Microsoft is finally pulling the plug on Windows XP (for real this time) on the same day that the company is delivering a major update to Windows 8 designed to make the company’s software easier to use on notebook and desktop computers.
Goodbye Windows XP
Windows XP has been around for more than a decade, and it’s still running on about a quarter of all Windows PCs. It’s had a remarkably good run, but Microsoft’s pretty much pulling the plug on official support for the operating system, although security updates will be available for another year through Microsoft Security Essentials.
A lot of people are still running Windows XP because it feels good enough to meet their needs. Unlike earlier versions of Windows, it’s stable enough to run for days, weeks, or even months on end without crashing. And the vast majority of software designed for Windows continues to work on systems running Windows XP.
Unfortunately, Windows XP was designed in a simpler time when most people were just starting to use the internet, for instance. Later versions of Windows were designed to be more secure, and to offer better protection against malware downloaded from the internet, among other things.
Still, if you’re not ready to make the move to Windows 7, Windows 8, Ubuntu, or another operating system, it might be a good time to stop using Internet Explorer and instead switch to Firefox, Chrome, or another browser that will continue to receive updates and install third-party anti-malware software such as AVG Free, Avast, Avira, or BitDefender.
Hello Windows 8.1 Update
If you’re already running Windows 8 or later, Microsoft’s latest update is headed your way as a free update.
Key changes include:
- If you’re using a mouse, Windows will detect it and attach a toolbar to the top of Modern (Windows Store) apps. You can minimize apps from the toolbar or close apps by hitting the X button.
- There are power options (including shutdown and restart) in the upper right corner of the Start Screen so you don’t have to swipe from the edge or move your mouse to a corner of the screen.

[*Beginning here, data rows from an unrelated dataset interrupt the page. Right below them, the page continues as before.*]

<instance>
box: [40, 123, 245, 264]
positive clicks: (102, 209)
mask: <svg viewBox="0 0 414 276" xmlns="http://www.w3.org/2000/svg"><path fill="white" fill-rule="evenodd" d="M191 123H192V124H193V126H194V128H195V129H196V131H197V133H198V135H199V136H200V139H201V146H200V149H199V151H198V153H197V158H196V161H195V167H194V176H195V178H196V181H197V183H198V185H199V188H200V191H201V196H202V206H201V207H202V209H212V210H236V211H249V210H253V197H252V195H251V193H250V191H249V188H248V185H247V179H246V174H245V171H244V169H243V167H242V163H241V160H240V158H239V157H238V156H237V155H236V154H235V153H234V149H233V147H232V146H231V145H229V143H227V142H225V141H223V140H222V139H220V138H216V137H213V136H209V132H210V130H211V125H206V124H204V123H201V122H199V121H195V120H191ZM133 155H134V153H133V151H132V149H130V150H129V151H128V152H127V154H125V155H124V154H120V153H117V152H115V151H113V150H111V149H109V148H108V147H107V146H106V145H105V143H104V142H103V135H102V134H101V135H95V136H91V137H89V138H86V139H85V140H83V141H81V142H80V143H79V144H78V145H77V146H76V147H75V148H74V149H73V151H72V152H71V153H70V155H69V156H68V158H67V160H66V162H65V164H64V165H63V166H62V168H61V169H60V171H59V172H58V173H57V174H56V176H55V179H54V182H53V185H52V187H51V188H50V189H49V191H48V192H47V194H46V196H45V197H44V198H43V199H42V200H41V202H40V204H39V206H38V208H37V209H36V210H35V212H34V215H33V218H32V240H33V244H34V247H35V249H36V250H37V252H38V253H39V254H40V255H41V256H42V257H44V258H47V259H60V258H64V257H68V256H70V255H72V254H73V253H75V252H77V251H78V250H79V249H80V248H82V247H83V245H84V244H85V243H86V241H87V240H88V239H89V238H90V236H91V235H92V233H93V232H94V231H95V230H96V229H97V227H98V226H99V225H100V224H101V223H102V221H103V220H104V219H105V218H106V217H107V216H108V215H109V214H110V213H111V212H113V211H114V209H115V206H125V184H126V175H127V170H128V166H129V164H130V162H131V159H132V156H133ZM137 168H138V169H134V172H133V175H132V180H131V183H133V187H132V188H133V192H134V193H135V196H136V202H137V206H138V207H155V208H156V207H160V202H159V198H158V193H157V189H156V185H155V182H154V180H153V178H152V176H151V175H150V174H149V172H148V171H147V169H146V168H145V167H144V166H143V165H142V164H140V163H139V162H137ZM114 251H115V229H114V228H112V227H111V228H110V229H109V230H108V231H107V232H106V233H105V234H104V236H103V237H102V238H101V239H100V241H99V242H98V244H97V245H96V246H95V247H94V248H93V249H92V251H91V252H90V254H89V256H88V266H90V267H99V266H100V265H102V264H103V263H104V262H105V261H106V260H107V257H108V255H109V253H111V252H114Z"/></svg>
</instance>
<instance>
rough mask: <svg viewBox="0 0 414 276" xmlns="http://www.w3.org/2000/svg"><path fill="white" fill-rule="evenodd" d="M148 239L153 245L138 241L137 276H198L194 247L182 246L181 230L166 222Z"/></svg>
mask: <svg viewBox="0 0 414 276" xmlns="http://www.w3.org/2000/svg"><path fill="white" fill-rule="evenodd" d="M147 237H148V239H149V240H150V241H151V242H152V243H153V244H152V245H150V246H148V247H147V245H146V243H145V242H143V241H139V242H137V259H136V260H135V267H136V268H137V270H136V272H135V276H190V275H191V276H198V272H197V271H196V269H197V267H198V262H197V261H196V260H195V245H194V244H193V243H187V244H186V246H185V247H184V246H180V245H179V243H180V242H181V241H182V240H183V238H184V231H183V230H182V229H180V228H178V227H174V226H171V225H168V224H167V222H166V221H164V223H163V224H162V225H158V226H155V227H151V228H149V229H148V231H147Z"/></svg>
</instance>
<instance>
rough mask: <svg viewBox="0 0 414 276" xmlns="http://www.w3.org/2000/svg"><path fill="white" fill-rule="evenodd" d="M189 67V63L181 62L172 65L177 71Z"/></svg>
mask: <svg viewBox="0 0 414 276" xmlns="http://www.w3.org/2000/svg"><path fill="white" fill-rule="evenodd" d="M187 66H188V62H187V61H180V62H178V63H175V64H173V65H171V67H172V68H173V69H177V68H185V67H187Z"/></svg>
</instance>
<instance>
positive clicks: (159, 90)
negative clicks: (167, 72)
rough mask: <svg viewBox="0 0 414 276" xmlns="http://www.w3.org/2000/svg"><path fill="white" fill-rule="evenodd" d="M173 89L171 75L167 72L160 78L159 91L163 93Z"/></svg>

- There are new ways to organize the Start Screen, and right-clicking on a Live Tile brings up a context menu.
Overall the update is designed to make Windows 8.1 easier to use with a mouse and keyboard. While Windows 8 was designed to run on both traditional PCs and tablets, some folks felt the emphasis on touchscreen gestures was a bit heavy-handed, and Windows 8.1 Update feels a bit more like a dual-mode operating system.